Asia

Thailand denies Thaksin Shinawatra amnesty plans

Thaksin Shinawatra, in Japan on 23 August 2011
Image caption Thaksin Shinawatra still divides Thailand five years after he was ousted

Thailand's government has played down speculation that fugitive ex-leader Thaksin Shinawatra is about to be included in an amnesty for convicts.

Justice Minister Pracha Promnok told reporters that the speculation had been dreamt up by a "frantic" media.

The king is due to grant an amnesty to thousands of convicts to celebrate his birthday on 5 December.

Mr Thaksin was convicted on a fraud charge, but lives in exile to avoid serving a jail sentence.

The current amnesty plan covers only serving prisoners, and excludes people found guilty of fraud.

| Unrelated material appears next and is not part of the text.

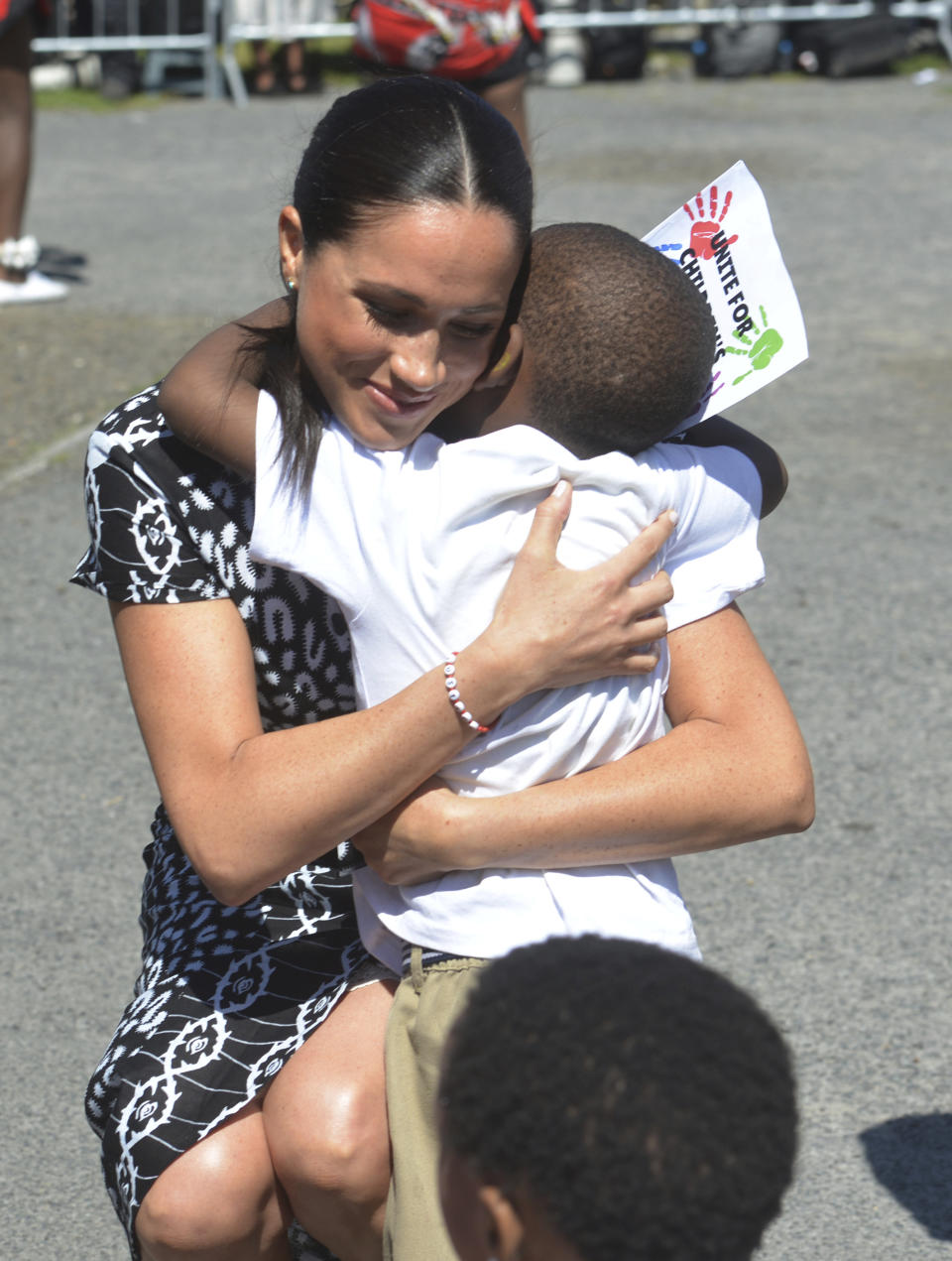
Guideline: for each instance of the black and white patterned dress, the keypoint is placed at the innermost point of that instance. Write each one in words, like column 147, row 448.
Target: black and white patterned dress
column 226, row 994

But local media claimed the government, led by Mr Thaksin's sister Yingluck, was trying to change the rules of the amnesty to include the former prime minister.

The Bangkok Post newspaper fuelled the speculation last week when it quoted a government insider as saying a secret cabinet meeting had been held to discuss the issue.

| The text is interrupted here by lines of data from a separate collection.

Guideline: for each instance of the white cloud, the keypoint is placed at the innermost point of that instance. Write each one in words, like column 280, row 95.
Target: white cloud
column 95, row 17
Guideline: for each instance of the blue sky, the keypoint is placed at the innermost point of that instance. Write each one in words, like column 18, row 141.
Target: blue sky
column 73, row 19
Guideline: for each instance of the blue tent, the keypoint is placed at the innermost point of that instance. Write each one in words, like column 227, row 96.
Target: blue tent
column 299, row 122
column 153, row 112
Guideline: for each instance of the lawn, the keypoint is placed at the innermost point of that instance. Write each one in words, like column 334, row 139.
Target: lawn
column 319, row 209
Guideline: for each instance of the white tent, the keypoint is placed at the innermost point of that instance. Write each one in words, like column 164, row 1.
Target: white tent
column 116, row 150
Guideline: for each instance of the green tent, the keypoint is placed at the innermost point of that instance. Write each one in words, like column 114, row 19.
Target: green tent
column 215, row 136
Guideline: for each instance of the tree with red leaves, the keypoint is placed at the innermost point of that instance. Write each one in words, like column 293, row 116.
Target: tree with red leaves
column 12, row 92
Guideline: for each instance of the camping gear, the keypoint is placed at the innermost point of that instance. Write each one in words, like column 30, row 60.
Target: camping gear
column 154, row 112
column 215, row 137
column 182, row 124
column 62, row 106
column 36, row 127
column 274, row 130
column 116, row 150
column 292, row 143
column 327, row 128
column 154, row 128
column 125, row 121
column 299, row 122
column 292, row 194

A group of anti-Thaksin protesters announced they would hold rallies to denounce the move, threatening the kind of chaos that has crippled Thailand in recent years.

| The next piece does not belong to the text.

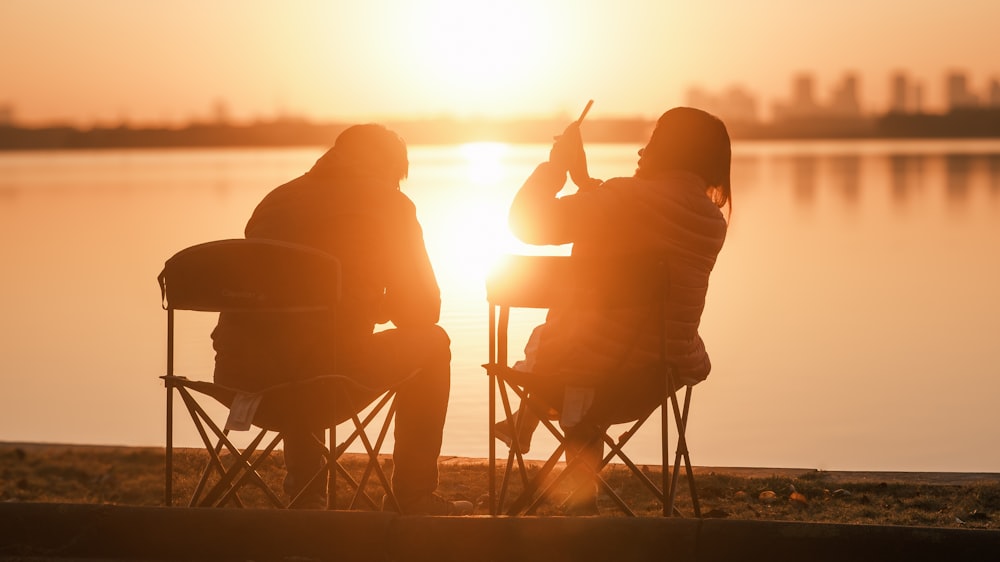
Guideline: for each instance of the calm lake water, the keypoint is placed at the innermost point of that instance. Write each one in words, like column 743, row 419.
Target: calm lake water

But Mr Pracha insisted the original amnesty rules would not be tampered with, saying: "Convicts on the run will not be eligible."

His statement appears to have calmed tensions, with protesters calling off their planned rally.

Five years after he was ousted in a military coup, the fate of Mr Thaksin still polarises the country.

Pro-Thaksin parties have won every general election for more than a decade, but many in the traditional elites bitterly oppose him.